An dieser Beurteilung ändert auch die der Werbebeilage vorangestellte Überschrift "irgendwo besseres Angebot gesehen? Das gibt's doch gar nicht!" nichts, mit der lediglich in allgemeiner Form die Aufmerksamkeit des Lesers auf die als besonders günstig dargestellten Angebote gelenkt werden soll. Unter Berücksichtigung der Gesamtumstände erscheint daher im Ergebnis eine unsachliche, den Vorwurf des übertriebenen Anlockens rechtfertigende Beeinflussung des Verbrauchers ausgeschlossen.

Mit dieser Beurteilung nach § 1 UWG steht nicht im Widerspruch, dass der Senat in den Fällen der Abgabe gegen ein Scheinentgelt einen Zugabeverstoß bejaht (vgl. oben Ziffer 1.). Denn während der Zugabeverordnung gewissermaßen die unwiderlegliche Vermutung des Gesetzgebers zugrunde liegt, dass der Verbraucher durch unentgeltlich oder fast unentgeItlich erscheinende Nebenleistungen immer, das heißt ohne Rücksicht auf die weitere n Begleitumstände unsachlich beeinflusst werden kann, ist diese Frage im Rahmen der Beurteilung nach § 1 UWG unter dem Gesichtspunkt des übertriebenen Anlockens stets im Hinblick auf die konkreten Umstände des Einzelfalls zu prüfen.

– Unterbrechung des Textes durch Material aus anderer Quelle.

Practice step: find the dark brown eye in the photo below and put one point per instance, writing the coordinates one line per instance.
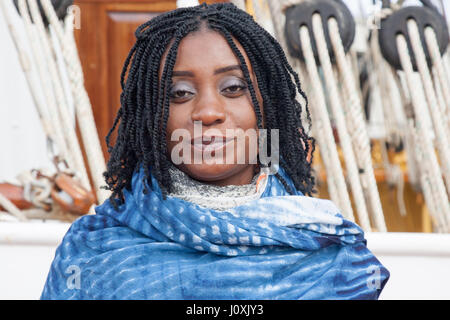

d.) Schließlich enthält das beanstandete Angebot auch keine mit §§ 1, 3 UWG nicht zu vereinbarende Preisverschleierung oder Irreführung über die Preisgestaltung. Dem Verbraucher werden alle für die Beurteilung der Preiswürdigkeit des Angebots erforderlichen Informationen in der gebotenen Klarheit offengelegt. Ebenso wenig ist vorgetragen oder sonst ersichtlich, dass die in der Werbung genannten Preise für die Geräte ohne Abschluss eines "a."-Stromliefervertrages von den Beklagten in dieser Höhe etwa überhaupt nicht verlangt werden oder unrealistisch hoch kalkuliert sind.

3.

Im Hinblick auf die möglicherweise bevorstehende Aufhebung der Zugabeverordnung weist der Senat darauf hin, dass - nach einer etwaigen Aufhebung der Zugabeverordnung - aus den unter 2. genannten Gründen auch die mit den Klageanträgen zu 1. und 2. beanstandeten Angebote keinen Verstoß gegen § 1 UWG unter dem Gesichtspunkt des übertriebenen Anlockens darstellen würden.

Die Kostenentscheidung beruht auf § 92 I ZPO, die Entscheidung über die vorläufige Vollstreckbarkeit folgt aus den §§ 708 Nr. 10, 711 ZPO.